Emergency exercises – an important element of DENIC's security and operational concept
Security on the Internet is constantly becoming more essential. But attacks are getting more frequent and versatile. We must be prepared for such situations. To be able to remedy resulting failures swiftly, we carry out emergency exercises every year.
To start with, we regularly subject all critical business processes to a so-called business impact analysis. We define the tolerable potential data loss, the availability that must be ensured and the recovery times we have to observe. On this basis, we draft emergency plans for recovering services following an emergency or disaster. Emergency exercises therefore are an essential component of our Business Continuity Management.
Sometimes, emergency exercises come as a surprise, others are announced in advance. But what precisely happens during an emergency exercise? In any case, it is important to be able to tackle an emergency scenario under real conditions. This year, for example, our technical teams practised rebuilding new infrastructure components after an attack or tested a disaster recovery scenario.
After every exercise, we have "lessons learned" session, where we identify items we should improve or additionally take into consideration in the future. These may include technical measures, equipment or communication, especially in stressful situations.

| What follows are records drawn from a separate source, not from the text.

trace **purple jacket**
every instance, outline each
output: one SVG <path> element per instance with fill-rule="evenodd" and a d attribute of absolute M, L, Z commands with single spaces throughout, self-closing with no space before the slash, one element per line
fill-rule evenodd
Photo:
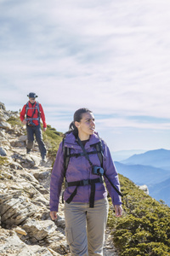
<path fill-rule="evenodd" d="M 95 148 L 91 147 L 91 145 L 95 144 L 99 142 L 98 134 L 90 136 L 89 141 L 85 145 L 85 149 L 87 152 L 94 151 Z M 110 150 L 102 140 L 103 150 L 104 150 L 104 161 L 103 168 L 108 176 L 108 178 L 112 182 L 112 183 L 120 190 L 120 184 L 118 175 L 115 166 L 113 164 Z M 82 153 L 82 150 L 81 147 L 77 144 L 76 137 L 72 133 L 70 133 L 66 136 L 65 147 L 71 148 L 71 154 Z M 100 166 L 100 161 L 97 154 L 89 154 L 90 161 L 94 166 Z M 69 165 L 66 170 L 66 180 L 67 182 L 75 182 L 83 179 L 94 179 L 99 177 L 97 175 L 92 173 L 92 167 L 88 160 L 85 156 L 78 157 L 71 157 Z M 105 177 L 105 182 L 109 191 L 109 194 L 111 197 L 113 205 L 121 205 L 121 196 L 117 192 L 111 187 L 110 182 Z M 59 147 L 57 152 L 56 160 L 54 165 L 52 175 L 51 175 L 51 183 L 50 183 L 50 211 L 58 212 L 60 195 L 61 192 L 61 186 L 64 180 L 64 153 L 63 153 L 63 145 L 62 143 Z M 72 194 L 76 187 L 66 188 L 64 193 L 64 200 L 66 201 L 70 195 Z M 75 202 L 89 202 L 91 192 L 91 186 L 79 186 L 77 188 L 77 192 L 72 201 Z M 107 196 L 107 190 L 104 183 L 96 183 L 95 184 L 95 197 L 94 201 L 103 199 Z M 94 205 L 95 207 L 95 205 Z"/>

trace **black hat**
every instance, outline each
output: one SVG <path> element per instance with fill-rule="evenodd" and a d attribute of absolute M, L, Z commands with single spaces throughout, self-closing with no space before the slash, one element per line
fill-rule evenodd
<path fill-rule="evenodd" d="M 37 98 L 37 96 L 36 95 L 35 92 L 30 92 L 29 95 L 27 95 L 27 96 L 29 98 Z"/>

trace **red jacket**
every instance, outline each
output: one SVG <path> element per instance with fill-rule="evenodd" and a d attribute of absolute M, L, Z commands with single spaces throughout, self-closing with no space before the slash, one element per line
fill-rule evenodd
<path fill-rule="evenodd" d="M 25 115 L 26 113 L 26 118 L 33 118 L 33 119 L 37 119 L 39 117 L 39 113 L 38 113 L 38 109 L 37 108 L 36 108 L 36 104 L 37 102 L 35 102 L 34 105 L 32 106 L 31 103 L 30 102 L 28 102 L 28 110 L 27 110 L 27 113 L 26 113 L 26 104 L 24 105 L 21 112 L 20 112 L 20 120 L 23 121 L 25 119 Z M 42 119 L 42 123 L 43 123 L 43 128 L 46 128 L 47 127 L 47 124 L 46 124 L 46 121 L 45 121 L 45 114 L 44 114 L 44 112 L 43 112 L 43 108 L 42 107 L 42 105 L 40 103 L 39 104 L 39 111 L 40 111 L 40 118 Z M 35 111 L 35 108 L 36 108 L 36 111 Z M 32 117 L 32 114 L 35 111 L 35 113 Z M 32 122 L 36 125 L 38 125 L 39 122 L 38 120 L 35 120 L 35 119 L 32 119 Z"/>

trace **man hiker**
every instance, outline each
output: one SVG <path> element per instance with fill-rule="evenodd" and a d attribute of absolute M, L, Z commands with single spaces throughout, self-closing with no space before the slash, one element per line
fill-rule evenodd
<path fill-rule="evenodd" d="M 26 154 L 30 154 L 33 146 L 34 134 L 36 140 L 38 143 L 39 150 L 43 162 L 47 161 L 46 159 L 46 148 L 42 141 L 42 135 L 40 126 L 40 118 L 43 123 L 43 131 L 47 129 L 47 124 L 45 121 L 45 115 L 42 105 L 36 102 L 37 96 L 34 92 L 30 92 L 27 96 L 29 102 L 24 105 L 20 112 L 20 120 L 24 125 L 26 125 L 27 132 L 27 145 Z M 25 118 L 26 116 L 26 118 Z"/>

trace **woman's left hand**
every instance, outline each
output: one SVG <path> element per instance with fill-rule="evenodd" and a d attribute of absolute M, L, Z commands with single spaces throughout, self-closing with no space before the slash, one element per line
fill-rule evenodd
<path fill-rule="evenodd" d="M 118 206 L 118 205 L 115 206 L 115 214 L 116 214 L 116 217 L 122 216 L 122 206 Z"/>

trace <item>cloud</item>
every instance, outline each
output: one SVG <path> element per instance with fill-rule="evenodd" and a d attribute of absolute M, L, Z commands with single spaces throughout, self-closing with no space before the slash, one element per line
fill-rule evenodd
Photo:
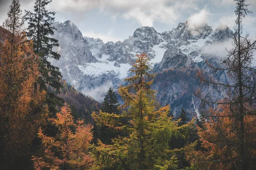
<path fill-rule="evenodd" d="M 187 20 L 189 28 L 193 30 L 205 26 L 208 16 L 209 14 L 209 12 L 205 8 L 199 13 L 192 15 Z"/>
<path fill-rule="evenodd" d="M 230 15 L 224 15 L 219 20 L 220 25 L 227 26 L 230 28 L 233 28 L 235 25 L 235 22 L 236 19 L 236 17 L 235 14 Z"/>
<path fill-rule="evenodd" d="M 216 56 L 221 59 L 225 58 L 228 54 L 227 50 L 231 50 L 233 47 L 232 39 L 226 41 L 210 44 L 204 46 L 202 53 L 208 55 Z M 227 48 L 227 50 L 226 48 Z"/>
<path fill-rule="evenodd" d="M 113 41 L 116 42 L 118 41 L 120 41 L 121 40 L 113 35 L 113 29 L 110 29 L 107 34 L 103 34 L 102 33 L 98 33 L 94 32 L 93 31 L 89 32 L 82 32 L 83 36 L 87 37 L 89 37 L 99 38 L 103 41 L 104 43 L 107 43 L 108 41 Z"/>
<path fill-rule="evenodd" d="M 53 9 L 72 13 L 99 10 L 113 17 L 134 19 L 143 26 L 153 26 L 160 22 L 173 24 L 180 14 L 197 9 L 196 3 L 201 0 L 55 0 Z M 55 8 L 58 7 L 58 8 Z"/>
<path fill-rule="evenodd" d="M 82 93 L 85 95 L 90 96 L 99 102 L 102 102 L 103 101 L 106 93 L 109 88 L 112 88 L 113 86 L 112 82 L 109 81 L 93 89 L 83 90 Z"/>

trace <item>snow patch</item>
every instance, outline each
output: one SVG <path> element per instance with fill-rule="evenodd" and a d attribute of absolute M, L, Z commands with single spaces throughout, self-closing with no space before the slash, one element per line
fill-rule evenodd
<path fill-rule="evenodd" d="M 192 104 L 193 105 L 193 106 L 194 106 L 194 109 L 195 110 L 195 111 L 196 113 L 196 116 L 198 119 L 200 119 L 200 113 L 199 113 L 199 111 L 198 111 L 198 109 L 197 108 L 197 107 L 196 107 L 195 105 L 195 104 L 194 103 L 194 99 L 193 99 L 193 97 L 192 98 Z"/>
<path fill-rule="evenodd" d="M 163 45 L 166 44 L 166 43 L 167 42 L 166 41 L 164 41 L 160 43 L 159 44 L 154 45 L 154 46 L 153 47 L 153 51 L 148 53 L 154 53 L 156 55 L 155 57 L 153 59 L 151 59 L 150 61 L 151 63 L 154 64 L 161 62 L 162 59 L 163 59 L 163 54 L 164 54 L 164 52 L 166 51 L 166 49 L 161 47 L 162 47 Z M 154 51 L 154 53 L 153 52 Z"/>
<path fill-rule="evenodd" d="M 127 76 L 127 72 L 131 66 L 128 64 L 121 64 L 120 67 L 114 65 L 114 61 L 108 62 L 105 60 L 108 58 L 108 55 L 103 55 L 102 61 L 105 62 L 96 62 L 86 63 L 84 65 L 78 65 L 78 68 L 85 75 L 97 77 L 104 74 L 112 72 L 118 75 L 120 79 L 124 79 Z"/>

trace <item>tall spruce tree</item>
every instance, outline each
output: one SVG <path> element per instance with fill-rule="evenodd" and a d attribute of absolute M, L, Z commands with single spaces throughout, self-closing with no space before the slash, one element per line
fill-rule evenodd
<path fill-rule="evenodd" d="M 91 151 L 95 163 L 93 169 L 177 169 L 175 154 L 185 150 L 171 150 L 169 142 L 172 138 L 186 138 L 193 123 L 179 127 L 178 121 L 168 116 L 169 105 L 159 109 L 156 107 L 156 91 L 150 88 L 153 80 L 147 81 L 154 76 L 148 73 L 150 59 L 145 54 L 137 56 L 131 69 L 135 76 L 126 79 L 128 85 L 120 85 L 119 90 L 124 101 L 119 108 L 125 110 L 120 114 L 101 111 L 99 114 L 92 114 L 98 125 L 127 134 L 112 139 L 111 144 L 98 140 Z"/>
<path fill-rule="evenodd" d="M 245 0 L 234 1 L 236 20 L 233 48 L 218 67 L 206 61 L 214 72 L 225 71 L 229 81 L 222 83 L 206 79 L 202 73 L 198 75 L 201 82 L 217 87 L 226 94 L 224 99 L 214 101 L 205 99 L 200 91 L 197 93 L 203 102 L 218 105 L 218 108 L 210 109 L 204 118 L 203 128 L 198 128 L 202 146 L 208 151 L 195 151 L 194 157 L 189 155 L 195 166 L 204 164 L 201 168 L 198 166 L 199 169 L 255 169 L 256 151 L 252 144 L 256 138 L 253 135 L 254 128 L 250 127 L 256 121 L 256 70 L 252 65 L 256 41 L 243 32 L 242 20 L 251 13 L 248 10 L 250 4 Z"/>
<path fill-rule="evenodd" d="M 28 169 L 39 126 L 45 123 L 46 92 L 35 83 L 39 60 L 32 40 L 22 31 L 19 1 L 13 0 L 1 29 L 0 41 L 0 167 Z M 34 146 L 34 145 L 33 146 Z M 38 148 L 37 148 L 38 149 Z M 37 150 L 38 150 L 38 149 Z"/>
<path fill-rule="evenodd" d="M 49 36 L 54 34 L 55 28 L 52 26 L 55 12 L 49 12 L 46 9 L 46 6 L 51 0 L 35 0 L 34 12 L 26 11 L 25 19 L 29 26 L 27 36 L 33 40 L 34 51 L 40 58 L 40 71 L 41 76 L 38 80 L 40 88 L 47 91 L 46 101 L 49 110 L 52 112 L 56 110 L 55 107 L 60 104 L 61 101 L 55 92 L 59 92 L 61 88 L 60 82 L 61 77 L 59 68 L 51 65 L 47 60 L 48 58 L 59 60 L 60 55 L 53 51 L 53 48 L 58 46 L 58 41 Z M 55 91 L 50 92 L 47 91 L 48 85 Z"/>
<path fill-rule="evenodd" d="M 104 101 L 102 102 L 102 111 L 109 113 L 117 113 L 119 106 L 119 102 L 117 100 L 117 97 L 111 88 L 107 92 Z"/>

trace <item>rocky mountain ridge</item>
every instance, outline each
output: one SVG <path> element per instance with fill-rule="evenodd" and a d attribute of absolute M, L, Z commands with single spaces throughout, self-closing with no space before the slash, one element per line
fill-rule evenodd
<path fill-rule="evenodd" d="M 59 40 L 60 44 L 55 50 L 61 57 L 59 61 L 51 60 L 51 62 L 60 68 L 63 78 L 71 84 L 82 93 L 91 95 L 100 101 L 110 86 L 116 88 L 119 84 L 123 83 L 123 79 L 130 74 L 129 69 L 136 54 L 145 52 L 148 55 L 154 73 L 182 68 L 187 68 L 186 70 L 189 71 L 190 69 L 202 69 L 207 72 L 209 69 L 204 62 L 205 59 L 209 58 L 214 64 L 218 64 L 219 57 L 225 56 L 209 55 L 203 50 L 205 47 L 209 48 L 209 45 L 228 40 L 233 34 L 227 27 L 213 30 L 206 23 L 191 28 L 186 21 L 162 33 L 157 32 L 154 27 L 142 27 L 136 29 L 132 36 L 123 42 L 104 43 L 99 38 L 83 37 L 71 21 L 55 22 L 54 26 L 57 30 L 52 37 Z M 216 77 L 220 81 L 226 79 L 224 73 Z M 179 86 L 193 85 L 191 82 L 189 84 L 185 82 L 189 80 L 181 79 L 177 81 L 179 79 L 175 76 L 174 79 L 175 84 L 167 83 L 167 86 L 163 88 L 166 91 L 169 92 L 168 94 L 163 93 L 163 88 L 159 88 L 160 82 L 164 80 L 158 79 L 158 82 L 155 82 L 154 87 L 160 91 L 158 96 L 162 105 L 173 105 L 179 100 L 177 94 L 182 94 L 181 91 L 184 90 L 178 88 Z M 186 93 L 191 96 L 186 101 L 173 105 L 175 108 L 172 109 L 175 115 L 178 113 L 181 107 L 194 113 L 198 112 L 196 110 L 200 103 L 195 104 L 192 91 L 198 85 L 195 83 L 195 87 L 186 89 L 191 90 Z M 166 97 L 164 99 L 162 99 L 163 93 Z M 160 94 L 163 96 L 160 97 Z"/>

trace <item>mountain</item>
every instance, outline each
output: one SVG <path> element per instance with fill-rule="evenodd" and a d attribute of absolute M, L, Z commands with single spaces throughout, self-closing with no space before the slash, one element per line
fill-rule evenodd
<path fill-rule="evenodd" d="M 190 115 L 198 116 L 200 102 L 193 94 L 199 85 L 195 78 L 199 71 L 213 75 L 217 81 L 227 81 L 225 73 L 213 74 L 204 61 L 207 59 L 217 65 L 225 57 L 208 49 L 232 38 L 233 33 L 227 27 L 213 30 L 206 23 L 192 28 L 187 21 L 161 33 L 154 27 L 142 27 L 123 42 L 104 43 L 99 38 L 83 37 L 71 21 L 55 22 L 54 26 L 57 30 L 52 37 L 60 44 L 55 50 L 61 57 L 51 62 L 79 91 L 100 101 L 110 86 L 116 88 L 123 83 L 131 74 L 129 70 L 136 54 L 144 52 L 150 57 L 157 75 L 153 87 L 159 92 L 157 98 L 162 105 L 171 105 L 175 115 L 184 108 Z M 203 90 L 213 98 L 222 95 L 214 88 Z"/>

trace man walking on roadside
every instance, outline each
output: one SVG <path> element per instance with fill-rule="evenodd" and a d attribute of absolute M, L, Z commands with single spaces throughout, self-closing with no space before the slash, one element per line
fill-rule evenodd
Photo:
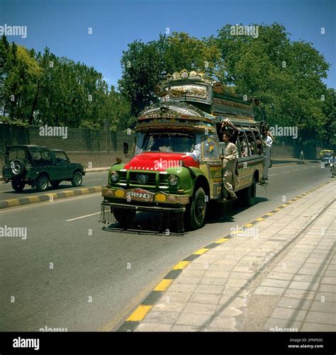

Meeting Normative Requirements
Regular emergency exercises for all technical teams at least once a year are a matter of course at DENIC. Last but not least, they are one of the prerequisites for meeting the high requirements of our management system , which is certified according to the international standard ISO/IEC 22301 (BCMS). It is another building block for DENIC in assuming responsibility for a secure Internet by providing secure and resilient systems.